Отделавшись от Базена, Фрике бегом направился к Пале-Роялю и прибежал туда как раз в ту минуту, когда из ворот дворца выходил гвардейский полк. Так как Фрике явился сюда для того, чтобы насладиться зрелищем и послушать музыку, то он сейчас же присоединился к музыкантам и начал маршировать рядом с ними, сначала изображая барабанный бой с помощью двух грифельных досок, затем подражая губами звукам трубы с искусством, которое не раз доставляло ему похвалу любителей подражательной музыки.
Этого развлечения хватило от заставы Сержантов до Соборной площади, и Фрике все время испытывал истинное наслаждение. Но когда полк пришел на место и роты вошли в Старый город и, развернувшись, построились до самого конца улицы Святого Христофора, вблизи улицы Кокатри, где жил советник Брусель, Фрике вспомнил, что он еще не завтракал, и задумался над тем, куда бы ему направить свои стопы для выполнения этого важного акта в программе дня. По зрелом размышлении он решил поесть за счет советника Бруселя.

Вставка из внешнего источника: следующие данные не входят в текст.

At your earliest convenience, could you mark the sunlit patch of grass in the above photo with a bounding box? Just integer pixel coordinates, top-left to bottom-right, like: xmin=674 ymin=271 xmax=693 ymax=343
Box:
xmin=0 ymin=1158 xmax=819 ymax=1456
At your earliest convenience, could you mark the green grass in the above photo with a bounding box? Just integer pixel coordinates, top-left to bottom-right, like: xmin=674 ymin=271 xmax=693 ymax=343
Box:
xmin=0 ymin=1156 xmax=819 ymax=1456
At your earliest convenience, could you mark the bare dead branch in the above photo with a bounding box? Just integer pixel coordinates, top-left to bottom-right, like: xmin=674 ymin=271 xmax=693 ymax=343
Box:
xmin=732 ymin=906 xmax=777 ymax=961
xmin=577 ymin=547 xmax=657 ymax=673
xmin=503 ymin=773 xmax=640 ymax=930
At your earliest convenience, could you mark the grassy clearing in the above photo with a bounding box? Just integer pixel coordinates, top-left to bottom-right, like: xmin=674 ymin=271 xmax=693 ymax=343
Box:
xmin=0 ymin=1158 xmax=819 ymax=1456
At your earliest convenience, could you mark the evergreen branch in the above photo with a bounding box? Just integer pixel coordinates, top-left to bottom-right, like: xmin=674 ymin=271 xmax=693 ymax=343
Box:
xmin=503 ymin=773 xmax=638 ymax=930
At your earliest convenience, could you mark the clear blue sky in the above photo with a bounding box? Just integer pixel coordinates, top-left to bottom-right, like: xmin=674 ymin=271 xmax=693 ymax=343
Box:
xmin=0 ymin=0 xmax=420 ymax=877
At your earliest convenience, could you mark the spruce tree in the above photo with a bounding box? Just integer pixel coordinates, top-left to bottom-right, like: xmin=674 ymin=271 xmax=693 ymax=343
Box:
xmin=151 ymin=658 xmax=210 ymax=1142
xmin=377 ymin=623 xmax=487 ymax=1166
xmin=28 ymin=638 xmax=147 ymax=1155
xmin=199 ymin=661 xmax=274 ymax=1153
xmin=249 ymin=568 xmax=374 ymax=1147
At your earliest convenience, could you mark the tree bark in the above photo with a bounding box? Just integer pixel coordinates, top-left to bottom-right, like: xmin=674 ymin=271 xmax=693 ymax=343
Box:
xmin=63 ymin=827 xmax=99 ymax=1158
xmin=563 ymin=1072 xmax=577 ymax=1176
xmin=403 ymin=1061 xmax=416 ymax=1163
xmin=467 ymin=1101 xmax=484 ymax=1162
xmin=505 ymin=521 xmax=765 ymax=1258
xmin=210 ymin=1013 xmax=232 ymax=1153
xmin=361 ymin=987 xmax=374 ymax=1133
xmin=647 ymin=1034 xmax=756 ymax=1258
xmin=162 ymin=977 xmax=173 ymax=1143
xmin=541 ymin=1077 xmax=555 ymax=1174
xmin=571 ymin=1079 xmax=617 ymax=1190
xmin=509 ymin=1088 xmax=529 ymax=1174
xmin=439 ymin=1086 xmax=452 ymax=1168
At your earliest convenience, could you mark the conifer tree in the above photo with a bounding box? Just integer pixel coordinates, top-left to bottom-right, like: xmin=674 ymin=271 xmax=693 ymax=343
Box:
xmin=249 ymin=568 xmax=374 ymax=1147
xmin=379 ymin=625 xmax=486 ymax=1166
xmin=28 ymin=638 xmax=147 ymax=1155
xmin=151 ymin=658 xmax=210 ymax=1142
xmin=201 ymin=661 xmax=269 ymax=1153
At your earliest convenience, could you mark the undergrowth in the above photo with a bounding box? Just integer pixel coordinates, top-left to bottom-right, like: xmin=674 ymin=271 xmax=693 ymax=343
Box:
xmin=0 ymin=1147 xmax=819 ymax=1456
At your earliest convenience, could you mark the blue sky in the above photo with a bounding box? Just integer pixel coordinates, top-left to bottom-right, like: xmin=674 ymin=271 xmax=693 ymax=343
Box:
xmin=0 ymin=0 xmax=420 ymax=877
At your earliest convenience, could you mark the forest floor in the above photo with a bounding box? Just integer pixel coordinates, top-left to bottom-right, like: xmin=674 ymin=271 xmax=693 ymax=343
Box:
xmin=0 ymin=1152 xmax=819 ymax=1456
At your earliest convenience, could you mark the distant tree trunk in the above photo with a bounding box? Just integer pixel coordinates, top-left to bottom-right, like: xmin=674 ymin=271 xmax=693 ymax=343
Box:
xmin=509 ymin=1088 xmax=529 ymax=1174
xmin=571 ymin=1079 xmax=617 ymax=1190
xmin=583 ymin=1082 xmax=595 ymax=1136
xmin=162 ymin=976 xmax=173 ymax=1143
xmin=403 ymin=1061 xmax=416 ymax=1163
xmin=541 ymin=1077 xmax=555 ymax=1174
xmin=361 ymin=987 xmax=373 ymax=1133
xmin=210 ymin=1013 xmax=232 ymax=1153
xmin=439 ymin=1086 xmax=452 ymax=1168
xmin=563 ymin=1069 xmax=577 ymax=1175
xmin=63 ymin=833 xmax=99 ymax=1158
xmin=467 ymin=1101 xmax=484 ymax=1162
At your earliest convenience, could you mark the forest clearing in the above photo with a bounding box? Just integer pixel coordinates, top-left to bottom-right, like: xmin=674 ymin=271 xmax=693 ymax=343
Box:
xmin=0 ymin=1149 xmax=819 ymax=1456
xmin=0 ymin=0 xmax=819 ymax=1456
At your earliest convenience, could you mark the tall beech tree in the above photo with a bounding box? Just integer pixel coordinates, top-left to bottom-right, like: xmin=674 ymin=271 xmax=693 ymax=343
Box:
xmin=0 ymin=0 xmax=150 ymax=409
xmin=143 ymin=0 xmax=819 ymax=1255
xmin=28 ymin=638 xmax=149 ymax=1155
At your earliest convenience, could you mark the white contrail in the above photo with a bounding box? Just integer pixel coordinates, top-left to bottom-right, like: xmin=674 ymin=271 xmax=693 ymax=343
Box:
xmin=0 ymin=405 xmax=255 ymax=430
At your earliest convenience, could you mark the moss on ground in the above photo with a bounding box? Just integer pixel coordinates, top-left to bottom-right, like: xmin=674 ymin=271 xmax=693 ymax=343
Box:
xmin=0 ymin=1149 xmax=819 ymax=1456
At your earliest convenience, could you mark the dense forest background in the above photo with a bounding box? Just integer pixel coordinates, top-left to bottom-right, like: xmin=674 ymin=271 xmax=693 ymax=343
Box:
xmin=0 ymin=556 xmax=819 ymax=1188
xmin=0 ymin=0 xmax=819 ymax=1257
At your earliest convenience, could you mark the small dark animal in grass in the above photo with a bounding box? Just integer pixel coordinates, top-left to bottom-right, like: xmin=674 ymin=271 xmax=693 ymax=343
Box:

Поэтому он пустился бегом, запыхавшись прибежал к дому советника и стал стучать в дверь.
Ему отворила его мать, старая служанка Бруселя.
— Что тебе надо, бездельник, — спросила она, — и почему ты не в соборе?
— Я был там, мамаша Наннета, — ответил Фрике, — но я видел, что там происходят вещи, о которых следовало бы предупредить господина Бруселя. И с разрешения господина Базена — вы ведь знаете господина Базена, нашего причетника? — я пришел сюда, чтобы поговорить с господином Бруселем.